(PERANG DUNIA XXX) --- Addis Ababa// Sudan Selatan menandatangani serangkaian
penawaran baru, Selasa (12/3) di Addis Ababa, ibukota Ethiopia untuk memulai
kembali aliran minyak yang terhenti selama lebih dari setahun setelah Sudan menutup
pipanya.
Perjanjian tersebut menetapkan tenggat waktu 14 hari sejak penandatanganan oleh Juba dan Khartoum,
"menginstruksikan perusahaan minyak untuk membangun kembali produksi
minyak", menurut sebuah salinan kesepakatan.
Sudan.net melaporkan, jika kesepakatan ini diikuti, bisa
memakan waktu beberapa minggu bagi perusahaan untuk membuka kembali pipa
minyaknya. Tapi itu menawarkan harapan terobosan segar untuk mengakhiri krisis.
Kepala negosiator Sudan Idris Mohammed Abdel-Gadir menandatangani
kesepakatan bersama mitranya Sudan Selatan
Pagan Amum. Penandatangan tersebut dimediatori oleh Uni Afrika, mantan
Presiden Afrika Selatan Thabo Mbeki.
Kedua Negara bertetangga ini semakin kekurangan uang setelah
Juba menutup produksi minyaknya tahun lalu berturut-turut karena marah dan
menuduh Khartoum mencuri minyak mentah.
Sudan Selatan merdeka pada Juli 2011 setelah referendum yang
dibentuk berdasarkan kesepakatan damai 2005 yang mengakhiri lebih dari dua
dasawarsa perang saudara berdarah.
Sementara Sudan Selatan dengan itu mengambil sebagian besar
ladang minyak, semua infrastruktur pipa
yang melalui utara Sudan.
Kedua negosiator dan Mbeki tersenyum lebar dan berjabat
tangan setelah penandatanganan kesepakatan pada Selasa dini hari.
Pasukan kedua negara yang
disiagakan ratusan meter di beberapa tempat terpisah dalam kebuntuan konflik, akan
mulai ditarik dari zona penyangga perbatasan dalam waktu seminggu.

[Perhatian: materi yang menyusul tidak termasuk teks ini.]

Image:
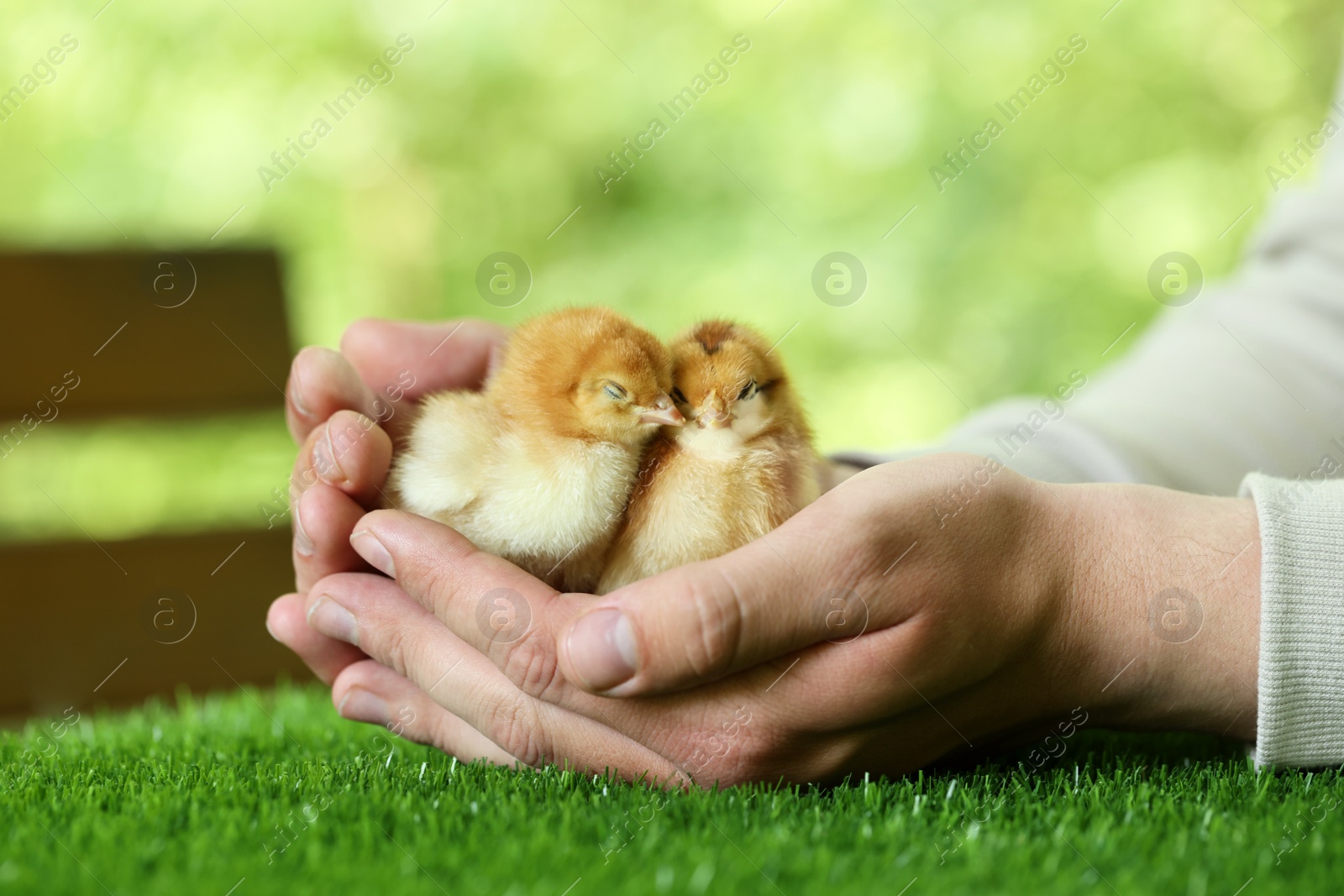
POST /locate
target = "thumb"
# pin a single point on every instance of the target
(705, 621)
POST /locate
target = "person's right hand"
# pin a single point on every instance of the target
(346, 410)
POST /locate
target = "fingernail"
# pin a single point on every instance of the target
(601, 647)
(324, 458)
(329, 618)
(369, 547)
(362, 705)
(302, 544)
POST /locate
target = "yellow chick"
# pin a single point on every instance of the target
(743, 465)
(539, 465)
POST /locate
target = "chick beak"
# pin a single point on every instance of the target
(663, 412)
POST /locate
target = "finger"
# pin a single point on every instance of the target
(324, 656)
(369, 691)
(323, 520)
(800, 584)
(391, 627)
(349, 452)
(320, 383)
(494, 606)
(414, 359)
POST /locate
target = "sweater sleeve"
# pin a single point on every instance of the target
(1301, 661)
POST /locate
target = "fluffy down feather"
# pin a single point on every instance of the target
(743, 465)
(538, 468)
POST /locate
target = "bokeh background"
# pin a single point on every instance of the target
(487, 136)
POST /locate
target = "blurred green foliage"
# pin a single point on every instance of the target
(822, 139)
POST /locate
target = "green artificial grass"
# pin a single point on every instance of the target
(270, 793)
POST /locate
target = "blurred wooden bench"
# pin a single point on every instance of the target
(156, 335)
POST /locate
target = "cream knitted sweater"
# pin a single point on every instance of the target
(1241, 391)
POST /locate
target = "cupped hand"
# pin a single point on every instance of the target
(344, 410)
(921, 609)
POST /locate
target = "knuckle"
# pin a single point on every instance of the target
(531, 664)
(517, 727)
(719, 622)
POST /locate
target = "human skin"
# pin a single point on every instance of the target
(918, 610)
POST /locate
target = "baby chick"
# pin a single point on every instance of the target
(539, 465)
(743, 465)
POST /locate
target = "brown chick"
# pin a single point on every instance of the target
(743, 465)
(539, 465)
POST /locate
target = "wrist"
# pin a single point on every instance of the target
(1162, 606)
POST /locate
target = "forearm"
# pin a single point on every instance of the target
(1163, 602)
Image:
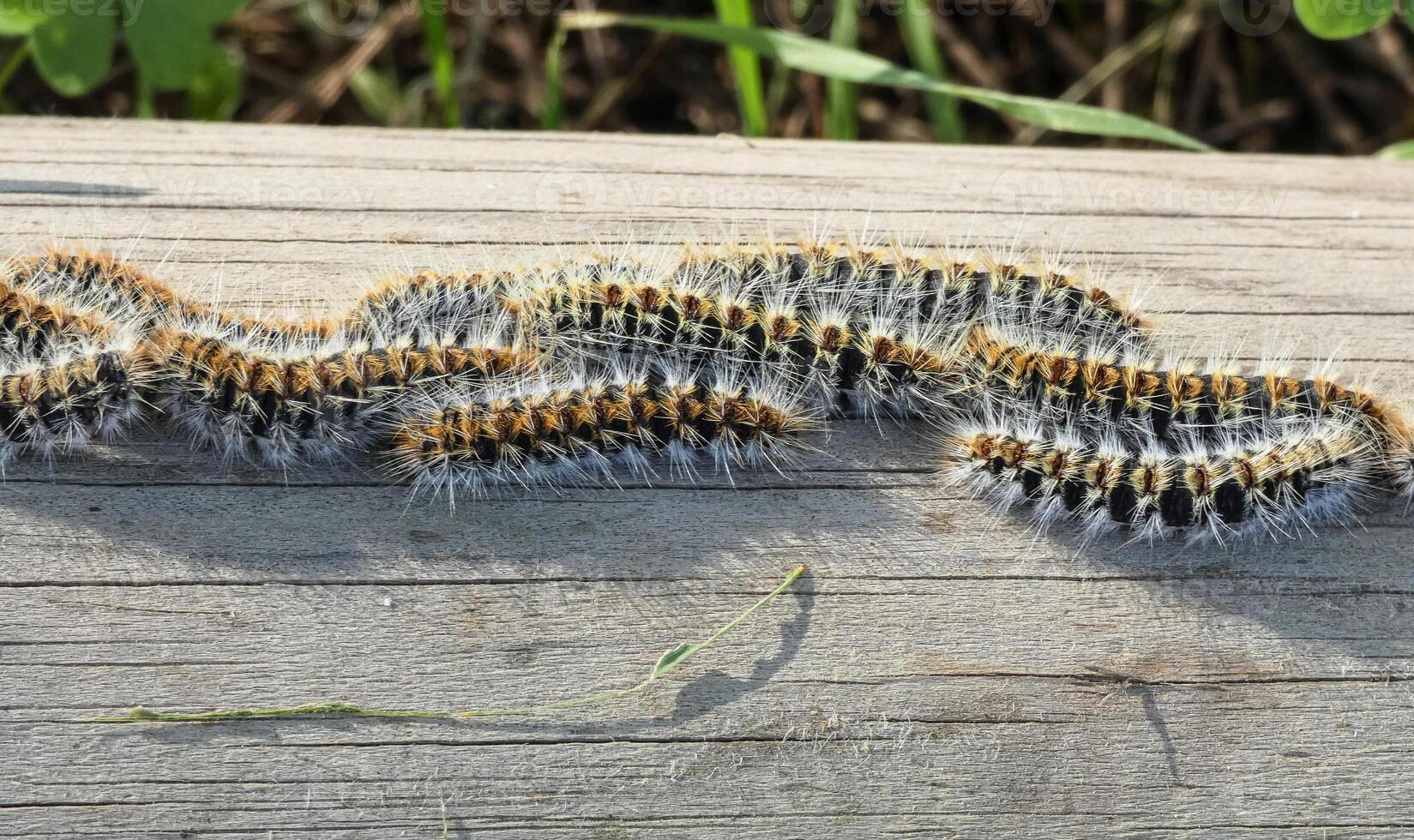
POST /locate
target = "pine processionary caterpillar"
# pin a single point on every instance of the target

Selain itu, sepuluh chek point perbatasan yang sangat
menyulitkan pedagang lokal, akan dibuka dalam waktu seminggu.
Hari Senin (11/3), tentara kedua belah pihak mengatakan akan
menarik keluar pasukannya untuk menerapkan zona demiliterisasi, meskipun para pakar
politik regional meragukan upaya terakhir akan berhasil.
Sudan dan Sudan Selatan mengumumkan langkah mereka untuk
mendemilitarisasi perbatasan. Namun pasukan Khartoum, Senin mengatakan mereka bentrok dengan Gerakan
Pembebasan Rakyat Sudan-Utara (SPLM-N) di negara bagian Blue Nile.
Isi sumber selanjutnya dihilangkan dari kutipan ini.